If we try to mount the FS using these IPs on a host outside of Kubernetes, it will not work:

mkdir /mounted_dir mon_endpoints=”10.107.4.123:6789,10.102.4.224:6789,10.99.152.180:6789” my_secret=”AQBbQ5BeYf8rOBAAetM2gKeJWeUisAvrbmfQdA==” mount -t ceph -o mds_namespace=myfs,name=admin,secret=$my_secret $mon_endpoints:/ /mounted_dir

mount: mount 10.107.4.123:6789,10.102.4.224:6789,10.99.152.180:6789:/ on /mounted_dir failed: Connection timed out Indeed, we can not open a connection to 10.107.4.123:6789:

nc -zv 10.107.4.123 6789 Ncat: Version 7.50 ( https://nmap.org/ncat ) Ncat: Connection timed out. The Ceph monitor daemons are exposed inside the cluster through the following services:

kubectl get svc -n rook-ceph NAME TYPE CLUSTER-IP EXTERNAL-IP PORT(S) AGE … rook-ceph-mon-a ClusterIP 10.102.4.224 6789/TCP,3300/TCP 132m rook-ceph-mon-b ClusterIP 10.99.152.180 6789/TCP,3300/TCP 132m rook-ceph-mon-c ClusterIP 10.107.4.123 6789/TCP,3300/TCP 132m Our first idea was to change the type of service from ClusterIP to NodePort:

kubectl get svc -n rook-ceph NAME TYPE CLUSTER-IP EXTERNAL-IP PORT(S) AGE … rook-ceph-mon-a NodePort 10.102.4.224 6789:30243/TCP,3300:30022/TCP 136m rook-ceph-mon-b NodePort 10.99.152.180 6789:30637/TCP,3300:30027/TCP 136m rook-ceph-mon-c NodePort 10.107.4.123 6789:31302/TCP,3300:30658/TCP 135m With this, we could reach the Monitors with the actual Kubernetes’ nodes IPs:

nc -zv 10.0.0.70 30243 Ncat: Version 7.50 ( https://nmap.org/ncat ) Ncat: Connected to 10.0.0.70:30243. Ncat: 0 bytes sent, 0 bytes received in 0.02 seconds But when we tried to mount the FS again:

mkdir /mounted_dir mon_endpoints=”10.0.0.72:30243,10.0.0.72:30637,10.0.0.72:31302” my_secret=”AQBbQ5BeYf8rOBAAetM2gKeJWeUisAvrbmfQdA==” mount -t ceph -o mds_namespace=myfs,name=admin,secret=$my_secret $mon_endpoints:/ /mounted_dir

mount: mount 10.0.0.72:30243,10.0.0.72:30637,10.0.0.72:31302:/ on /mounted_dir failed: Connection timed out Unfortunately it did not work. While the machine was able to contact the Ceph clusters’ monitors, they responded with their Kubernetes internal IPs. This could be seen in the kernel messages of the host after the mount timed out:

dmesg | grep ceph [786368.713136] libceph: mon1 (1)10.0.0.72:30637 wrong peer at address [786370.153821] libceph: wrong peer, want (1)10.0.0.72:30243/0, got (1)10.102.4.224:6789/0 [786370.153825] libceph: mon0 (1)10.0.0.72:30243 wrong peer at address [786370.729937] libceph: wrong peer, want (1)10.0.0.72:30243/0, got (1)10.102.4.224:6789/0 [786373.225787] libceph: mon2 (1)10.0.0.72:31302 wrong peer at address [786373.769784] libceph: wrong peer, want (1)10.0.0.72:31302/0, got (1)10.107.4.123:6789/0 After some research in the GitHub issues of Rook, we discovered this issue implemented by this pull request.

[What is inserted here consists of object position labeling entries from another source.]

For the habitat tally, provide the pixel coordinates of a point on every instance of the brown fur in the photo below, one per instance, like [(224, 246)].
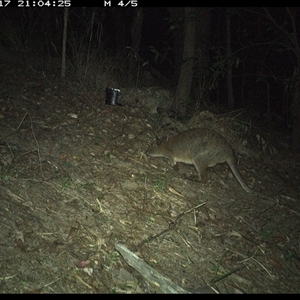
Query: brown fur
[(202, 148)]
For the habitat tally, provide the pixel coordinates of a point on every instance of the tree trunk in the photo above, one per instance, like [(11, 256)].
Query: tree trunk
[(136, 35), (186, 72), (296, 115), (64, 42), (202, 44), (229, 63)]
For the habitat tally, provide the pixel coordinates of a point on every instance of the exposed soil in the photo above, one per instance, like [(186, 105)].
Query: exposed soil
[(75, 180)]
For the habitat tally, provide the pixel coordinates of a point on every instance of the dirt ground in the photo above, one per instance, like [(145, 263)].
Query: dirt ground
[(75, 180)]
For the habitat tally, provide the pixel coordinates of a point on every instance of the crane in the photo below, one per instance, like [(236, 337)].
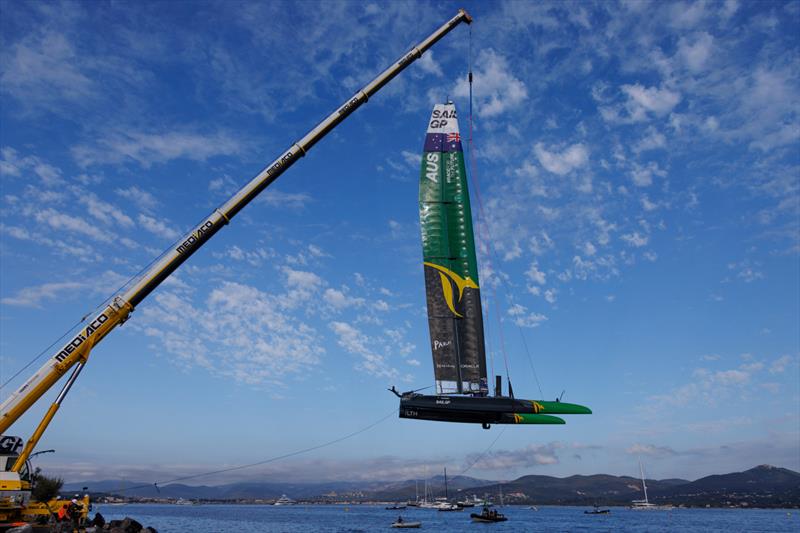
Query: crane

The Rook Ceph cluster property hostNetwork can be set to true to use the network of the hosts instead of using the Kubernetes network.

After adding the following property in cluster.yaml and recreating the cluster:

network: hostNetwork: true This time, there are no Services created to expose the Ceph Monitor pods:

kubectl -n rook-ceph get svc NAME TYPE CLUSTER-IP EXTERNAL-IP PORT(S) AGE csi-cephfsplugin-metrics ClusterIP 10.96.31.24 8080/TCP,8081/TCP 10m csi-rbdplugin-metrics ClusterIP 10.100.212.142 8080/TCP,8081/TCP 10m rook-ceph-mgr ClusterIP 10.105.255.14 9283/TCP 7m25s rook-ceph-mgr-dashboard ClusterIP 10.98.54.85 8443/TCP 7m45s Indeed they can can be reached directly on the port 6789 of the Kubernetes host:

nc -zv 10.0.0.70 6789 Ncat: Version 7.50 ( https://nmap.org/ncat ) Ncat: Connected to 10.0.0.70:6789. Ncat: 0 bytes sent, 0 bytes received in 0.02 seconds. Let’s try to mount the filesystem again:

mon_endpoints=”10.0.0.72:6789,10.0.0.72:6789,10.0.0.72:6789” my_secret=”AQDfh5BeSlxfDBAALWOd8Atlc9GtLaOs4lGB/A==” mount -t ceph -o mds_namespace=myfs,name=admin,secret=$my_secret $mon_endpoints:/ /mounted_dir

df -h /mounted_dir/ Filesystem Size Used Avail Use% Mounted on 10.0.0.72:6789,10.0.0.72:6789,10.0.0.72:6789:/ 332G 0 332G 0% /mounted_dir It works! We are now able to externally mount a CephFS provisionned inside a Kubernetes with Rook.